Undeterred, Charlie Chappell, associate marketing director, digital and e-commerce for Beauty & Grooming at P&G, declared, “The possibilities now are becoming endless to develop a deeper connection.…The rules are all being rewritten.”
P&G has found that to make an impact with the consumer, digital efforts do best when tied to a cause or a purpose.
To illustrate the point, he detailed how Secret deodorant — a category that at first blush wouldn’t seem to elicit strong emotion — attracted more than one million fans to its Facebook page. When Secret launched its Facebook page in January 2010, the brand set out to tap into the strength conveyed by its former tag line, “Strong enough for a man, but made for a woman.”
The timing of the page’s launch also coincided with P&G’s sponsorship of the Winter Olympics. So, Secret began a campaign to add women’s ski jumping as an official sport for the 2014 Winter Olympics. It began with a slick video that at the end declared, “Let’s not bridge the gap. Let’s jump over it.”
The effort piqued women’s interests and attracted fans to the page. But the biggest surge of Secret’s Facebook fans came when the brand aligned itself with a campaign to end bullying. “In 2010, the topic of cyber bullying became very relevant,” said Chappell. The social issue lead Secret to develop a program called Mean Stinks to encourage women to offer kind words to the victim when they see bullying happening. As part of the effort, the Secret team sent a box of T-shirts — with slogans like “Petty Isn’t Pretty” — to a student who started a Stop Bullying Now group at her school. Consumers soon began posting videos in support of the cause, with some apologizing for not stepping in to stop bullying in the past.
“The spike in new fans blew away everyone’s expectations,” said Chappell. It was taking the “engagement activity up and up,” he added, noting that the brand has gained share for the last five years. “We believe digital played a major part.”
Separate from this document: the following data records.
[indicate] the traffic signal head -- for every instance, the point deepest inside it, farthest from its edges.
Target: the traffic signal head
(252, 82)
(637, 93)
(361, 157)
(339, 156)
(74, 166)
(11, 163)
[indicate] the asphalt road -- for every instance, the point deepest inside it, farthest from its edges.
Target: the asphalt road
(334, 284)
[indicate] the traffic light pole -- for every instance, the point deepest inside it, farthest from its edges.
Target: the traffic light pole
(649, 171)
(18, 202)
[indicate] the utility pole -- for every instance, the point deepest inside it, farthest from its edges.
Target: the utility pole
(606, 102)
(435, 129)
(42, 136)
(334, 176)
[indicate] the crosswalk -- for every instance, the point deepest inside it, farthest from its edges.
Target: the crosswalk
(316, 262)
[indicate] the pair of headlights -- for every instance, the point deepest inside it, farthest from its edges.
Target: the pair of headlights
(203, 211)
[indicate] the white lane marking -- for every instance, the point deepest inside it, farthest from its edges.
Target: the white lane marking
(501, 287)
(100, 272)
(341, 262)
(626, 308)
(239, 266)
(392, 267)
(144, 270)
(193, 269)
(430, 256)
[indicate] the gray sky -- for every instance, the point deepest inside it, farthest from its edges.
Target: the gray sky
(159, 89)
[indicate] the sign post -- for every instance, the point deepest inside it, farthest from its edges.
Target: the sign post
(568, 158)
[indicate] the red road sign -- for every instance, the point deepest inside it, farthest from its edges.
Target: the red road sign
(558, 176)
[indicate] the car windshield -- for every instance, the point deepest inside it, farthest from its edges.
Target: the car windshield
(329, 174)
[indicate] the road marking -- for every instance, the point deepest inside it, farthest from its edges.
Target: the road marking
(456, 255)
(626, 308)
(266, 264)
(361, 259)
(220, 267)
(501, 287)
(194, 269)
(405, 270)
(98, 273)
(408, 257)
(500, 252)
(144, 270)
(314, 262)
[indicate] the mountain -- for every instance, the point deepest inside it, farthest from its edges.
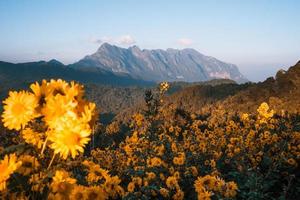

P&G’s most visible — and talked about — digital effort burst into consumers’ consciousness with a TV spot for Old Spice featuring the shirtless, smooth-talking spokesman Isaiah Mustafa just prior to the Super Bowl. The video instantly went viral. The idea for the ad, said Chappell, started with an objective: “To convince women to stop buying ladies-scented body wash for their men.” After all, at the time Old Spice was facing a big threat: Unilever was gearing up to launch Dove Men+Care, complete with a splashy Super Bowl ad. “It’s a brilliant idea because women buy 50 percent of men’s [grooming] products,” he acknowledged. Old Spice had to swing back.
Referring to the first TV spot — that ends with, “Anything is possible when your man smells like Old Spice and not a lady” — Chappell said, “This started with a great idea brilliantly executed in a traditional format: a 30-second commercial.”
To date, that particular spot has generated 32 million views on YouTube, he said. The campaign has also inspired parodies as viewers posted their own humorous spin on the ads. “[Old Spice] marketers had to give away some of their control to the consumer,” he said. As a result of the “Smell Like a Man, Man” campaign, sales skyrocketed. At the campaign’s peak in June 2010, Old Spice’s sales were double what they were the previous year.
Chappell said of digital marketing, “It still starts from a need,” and “you have to take risks.”